Dozens of bad performances and several pop recordings have virtually done in the music from The Threepenny Opera. It was a pleasure therefore to hear musicians capture just the right detached style in playing this familiar music, the small chamber band creating the smoke in the eye atmosphere and proper portion of irony. The classical community has never quite known what to make of Kurt Weill and last evening's inclusion of such non-traditional instruments as banjo, accordion, saxophone and guitar seemed devilishly out of place, leaving one with a heightened appreciation for Weill the renegade. This is somewhat unfamiliar music to most of the performers, so it is legitimate to credit Mr. Robertson with infusing the suite with its ambience of Weimar decadence. One could hear echoes of the later American Weill, especially Lady in the Dark, and feel the slightly off-center musical imagery in a way that I have not heard since the Pabst film of the original Brecht collaboration. There was only hesitating applause for this piece and I had the sense that most of the audience members just didn't get it, but I for one was quite impressed with the precise capturing of an elusive idiom.

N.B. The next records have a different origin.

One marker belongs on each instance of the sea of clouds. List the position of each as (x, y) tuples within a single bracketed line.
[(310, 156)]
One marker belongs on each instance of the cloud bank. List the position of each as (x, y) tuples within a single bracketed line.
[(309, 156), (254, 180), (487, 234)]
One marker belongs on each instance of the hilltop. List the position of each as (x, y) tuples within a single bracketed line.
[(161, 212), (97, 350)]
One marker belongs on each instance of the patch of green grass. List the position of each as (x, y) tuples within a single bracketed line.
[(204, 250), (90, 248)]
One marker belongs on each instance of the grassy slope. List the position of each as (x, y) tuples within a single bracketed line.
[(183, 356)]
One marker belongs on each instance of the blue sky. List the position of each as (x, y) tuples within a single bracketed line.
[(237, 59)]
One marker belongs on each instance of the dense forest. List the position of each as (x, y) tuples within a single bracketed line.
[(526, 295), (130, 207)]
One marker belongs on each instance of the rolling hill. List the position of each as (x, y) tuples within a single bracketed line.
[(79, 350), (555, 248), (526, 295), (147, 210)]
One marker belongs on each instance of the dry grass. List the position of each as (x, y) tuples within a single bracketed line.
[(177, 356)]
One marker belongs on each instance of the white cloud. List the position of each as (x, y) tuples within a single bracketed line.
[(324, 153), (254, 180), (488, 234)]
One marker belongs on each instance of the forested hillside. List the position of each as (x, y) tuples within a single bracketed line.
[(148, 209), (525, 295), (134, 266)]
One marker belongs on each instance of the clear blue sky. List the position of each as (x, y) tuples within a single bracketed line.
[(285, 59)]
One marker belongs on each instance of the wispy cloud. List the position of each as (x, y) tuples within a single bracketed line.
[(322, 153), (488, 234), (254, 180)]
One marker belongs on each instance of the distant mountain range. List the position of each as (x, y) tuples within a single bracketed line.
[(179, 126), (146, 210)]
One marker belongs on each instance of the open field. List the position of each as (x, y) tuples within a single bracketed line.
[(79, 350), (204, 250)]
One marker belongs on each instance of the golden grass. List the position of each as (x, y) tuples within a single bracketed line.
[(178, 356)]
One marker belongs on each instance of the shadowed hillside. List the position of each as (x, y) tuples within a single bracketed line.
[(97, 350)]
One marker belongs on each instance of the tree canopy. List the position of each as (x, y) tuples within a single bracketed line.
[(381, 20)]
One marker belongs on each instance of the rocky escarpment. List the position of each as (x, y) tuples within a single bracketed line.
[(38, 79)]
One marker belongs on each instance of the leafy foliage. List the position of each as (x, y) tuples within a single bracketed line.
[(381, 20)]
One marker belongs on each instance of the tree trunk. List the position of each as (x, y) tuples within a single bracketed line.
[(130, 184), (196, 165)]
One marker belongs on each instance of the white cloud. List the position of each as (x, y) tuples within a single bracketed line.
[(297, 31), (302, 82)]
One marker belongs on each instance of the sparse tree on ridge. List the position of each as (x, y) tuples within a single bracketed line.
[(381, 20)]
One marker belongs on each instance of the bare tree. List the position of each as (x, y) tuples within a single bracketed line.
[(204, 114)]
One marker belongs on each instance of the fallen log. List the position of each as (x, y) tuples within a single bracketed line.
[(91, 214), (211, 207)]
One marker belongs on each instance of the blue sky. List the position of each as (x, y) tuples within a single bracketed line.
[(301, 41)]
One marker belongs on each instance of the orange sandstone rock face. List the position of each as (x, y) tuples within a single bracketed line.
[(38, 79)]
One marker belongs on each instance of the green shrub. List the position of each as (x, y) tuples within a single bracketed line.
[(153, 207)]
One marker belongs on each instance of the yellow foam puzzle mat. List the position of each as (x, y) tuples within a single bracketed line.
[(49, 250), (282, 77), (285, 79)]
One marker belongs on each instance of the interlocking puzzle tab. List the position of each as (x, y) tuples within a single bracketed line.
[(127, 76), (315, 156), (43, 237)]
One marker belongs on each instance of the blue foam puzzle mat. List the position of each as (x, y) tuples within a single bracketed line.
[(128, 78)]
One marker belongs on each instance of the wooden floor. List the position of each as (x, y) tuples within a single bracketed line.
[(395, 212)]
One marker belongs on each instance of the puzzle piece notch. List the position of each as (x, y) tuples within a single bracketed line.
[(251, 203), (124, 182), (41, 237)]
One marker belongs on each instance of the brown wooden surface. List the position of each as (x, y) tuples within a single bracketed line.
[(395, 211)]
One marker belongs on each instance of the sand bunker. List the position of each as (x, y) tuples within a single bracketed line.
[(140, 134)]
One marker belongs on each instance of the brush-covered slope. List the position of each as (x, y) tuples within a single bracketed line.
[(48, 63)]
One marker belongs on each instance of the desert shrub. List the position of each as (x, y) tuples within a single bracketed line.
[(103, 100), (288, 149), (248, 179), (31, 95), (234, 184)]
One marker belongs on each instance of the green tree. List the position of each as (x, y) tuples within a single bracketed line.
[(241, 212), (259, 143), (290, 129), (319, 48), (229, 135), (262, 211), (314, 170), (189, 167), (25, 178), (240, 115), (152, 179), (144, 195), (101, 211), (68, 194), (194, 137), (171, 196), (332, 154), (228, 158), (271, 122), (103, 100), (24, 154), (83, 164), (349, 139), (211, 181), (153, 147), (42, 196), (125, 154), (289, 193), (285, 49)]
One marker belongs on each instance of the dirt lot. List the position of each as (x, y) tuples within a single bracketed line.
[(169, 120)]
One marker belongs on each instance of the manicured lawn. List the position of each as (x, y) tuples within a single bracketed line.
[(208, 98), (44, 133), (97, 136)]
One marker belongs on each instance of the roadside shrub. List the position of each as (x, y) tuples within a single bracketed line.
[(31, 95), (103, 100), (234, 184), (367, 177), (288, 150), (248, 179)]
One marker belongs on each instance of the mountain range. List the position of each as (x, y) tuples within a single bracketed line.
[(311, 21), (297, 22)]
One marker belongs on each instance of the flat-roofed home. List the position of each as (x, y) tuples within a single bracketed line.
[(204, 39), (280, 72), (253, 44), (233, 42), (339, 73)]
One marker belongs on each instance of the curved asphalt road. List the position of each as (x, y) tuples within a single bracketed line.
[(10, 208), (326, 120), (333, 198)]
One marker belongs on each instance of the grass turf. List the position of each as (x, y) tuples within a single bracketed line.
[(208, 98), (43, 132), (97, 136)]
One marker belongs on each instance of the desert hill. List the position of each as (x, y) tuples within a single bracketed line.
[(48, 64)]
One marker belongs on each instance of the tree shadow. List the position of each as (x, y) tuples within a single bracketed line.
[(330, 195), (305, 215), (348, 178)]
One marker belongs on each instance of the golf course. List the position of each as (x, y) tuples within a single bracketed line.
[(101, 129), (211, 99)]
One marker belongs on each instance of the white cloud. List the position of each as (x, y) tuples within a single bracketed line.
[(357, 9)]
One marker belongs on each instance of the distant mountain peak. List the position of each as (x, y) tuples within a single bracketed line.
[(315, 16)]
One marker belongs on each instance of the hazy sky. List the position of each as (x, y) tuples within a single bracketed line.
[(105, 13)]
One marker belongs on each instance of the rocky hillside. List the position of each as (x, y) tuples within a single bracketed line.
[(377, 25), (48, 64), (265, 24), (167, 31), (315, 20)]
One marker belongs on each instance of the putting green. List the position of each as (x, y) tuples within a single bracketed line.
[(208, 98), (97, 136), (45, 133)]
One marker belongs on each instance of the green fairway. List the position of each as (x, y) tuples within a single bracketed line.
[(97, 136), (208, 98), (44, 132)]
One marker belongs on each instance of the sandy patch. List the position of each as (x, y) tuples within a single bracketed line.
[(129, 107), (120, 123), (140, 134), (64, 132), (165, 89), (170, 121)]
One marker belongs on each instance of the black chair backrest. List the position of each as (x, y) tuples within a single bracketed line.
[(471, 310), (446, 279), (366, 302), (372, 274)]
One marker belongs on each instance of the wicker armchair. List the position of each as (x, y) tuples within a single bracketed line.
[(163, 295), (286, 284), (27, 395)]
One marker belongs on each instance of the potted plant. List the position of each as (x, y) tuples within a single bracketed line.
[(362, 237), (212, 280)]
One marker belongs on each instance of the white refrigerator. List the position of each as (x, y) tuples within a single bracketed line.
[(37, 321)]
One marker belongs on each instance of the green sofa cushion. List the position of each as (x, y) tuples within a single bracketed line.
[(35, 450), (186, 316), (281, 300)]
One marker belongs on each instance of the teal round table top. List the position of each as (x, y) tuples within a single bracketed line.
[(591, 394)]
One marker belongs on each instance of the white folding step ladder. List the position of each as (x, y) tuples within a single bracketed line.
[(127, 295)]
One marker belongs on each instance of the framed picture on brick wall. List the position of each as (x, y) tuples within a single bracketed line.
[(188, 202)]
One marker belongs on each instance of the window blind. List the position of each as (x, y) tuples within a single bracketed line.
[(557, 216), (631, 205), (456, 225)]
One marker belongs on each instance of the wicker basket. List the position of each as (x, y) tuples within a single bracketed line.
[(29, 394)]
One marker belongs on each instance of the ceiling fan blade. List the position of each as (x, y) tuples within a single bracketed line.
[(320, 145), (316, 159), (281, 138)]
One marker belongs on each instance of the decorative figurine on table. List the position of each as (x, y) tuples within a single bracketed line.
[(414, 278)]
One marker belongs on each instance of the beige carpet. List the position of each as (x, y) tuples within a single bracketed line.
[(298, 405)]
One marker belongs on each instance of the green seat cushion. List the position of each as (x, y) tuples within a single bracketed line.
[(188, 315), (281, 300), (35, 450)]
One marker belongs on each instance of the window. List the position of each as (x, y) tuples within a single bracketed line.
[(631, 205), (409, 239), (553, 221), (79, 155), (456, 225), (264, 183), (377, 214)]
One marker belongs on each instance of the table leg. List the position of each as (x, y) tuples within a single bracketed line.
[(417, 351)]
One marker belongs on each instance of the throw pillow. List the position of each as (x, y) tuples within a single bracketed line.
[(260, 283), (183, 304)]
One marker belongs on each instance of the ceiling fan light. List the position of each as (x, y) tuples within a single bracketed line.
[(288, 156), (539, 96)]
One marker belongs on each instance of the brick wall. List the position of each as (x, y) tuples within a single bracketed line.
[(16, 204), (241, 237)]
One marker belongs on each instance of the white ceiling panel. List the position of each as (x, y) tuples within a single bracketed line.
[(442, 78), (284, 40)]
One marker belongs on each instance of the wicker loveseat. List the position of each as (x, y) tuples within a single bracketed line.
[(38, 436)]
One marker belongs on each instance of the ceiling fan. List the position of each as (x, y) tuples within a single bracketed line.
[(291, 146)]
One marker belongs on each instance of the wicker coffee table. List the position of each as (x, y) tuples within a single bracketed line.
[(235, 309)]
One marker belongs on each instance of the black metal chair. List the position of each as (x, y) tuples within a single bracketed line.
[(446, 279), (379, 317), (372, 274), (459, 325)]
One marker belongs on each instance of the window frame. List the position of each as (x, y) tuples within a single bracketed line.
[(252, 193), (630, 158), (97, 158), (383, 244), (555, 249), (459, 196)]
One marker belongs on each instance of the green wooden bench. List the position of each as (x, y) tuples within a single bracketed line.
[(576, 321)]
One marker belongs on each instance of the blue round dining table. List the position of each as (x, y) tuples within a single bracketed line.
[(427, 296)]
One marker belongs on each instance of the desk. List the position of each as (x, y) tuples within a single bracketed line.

From the ironic to the sardonic is only a short journey and the orchestra was brilliant in accompanying its young soloist in the Prokofieff. The Iberian third movement was especially tight, although the violinist seemed to be a little overwhelmed by his high profile surroundings and played all of the notes but not really that much of the music. I suspect that he will loosen up in time and develop more as a musician now that he has the solid foundation of a technician.
There are few works of music which begin more passionately than the 6th Symphony of Shostakovich and it was truly an electrifying experience to hear this magnificent string section dig into this intense music. Without doubt this is the best orchestra in America and right up there with Berlin and Amsterdam in overall performance standards. A sublime 20 minutes of largo anguish, reminiscent of the only fully completed movement of Mahler 10, was followed by yet another take on political satire in the prototypical "middle finger in the pocket" style of the subtle dissident. The tempo of the presto movement seemed at first blush to be unsustainable and I worried for the tympanist but for nought as he hit every note in the cataclysmic finale flawlessly. Amazingly exciting music played extremely well, so well in fact that the New York crowd actually stayed and applauded rather than run for the exits. Carnegie has become the second home of this great ensemble and we in New York are delighted to have them visit, especially when they can exhibit so many shadings of that most elusive of all musical commodities: humor bundled in a serious overcoat.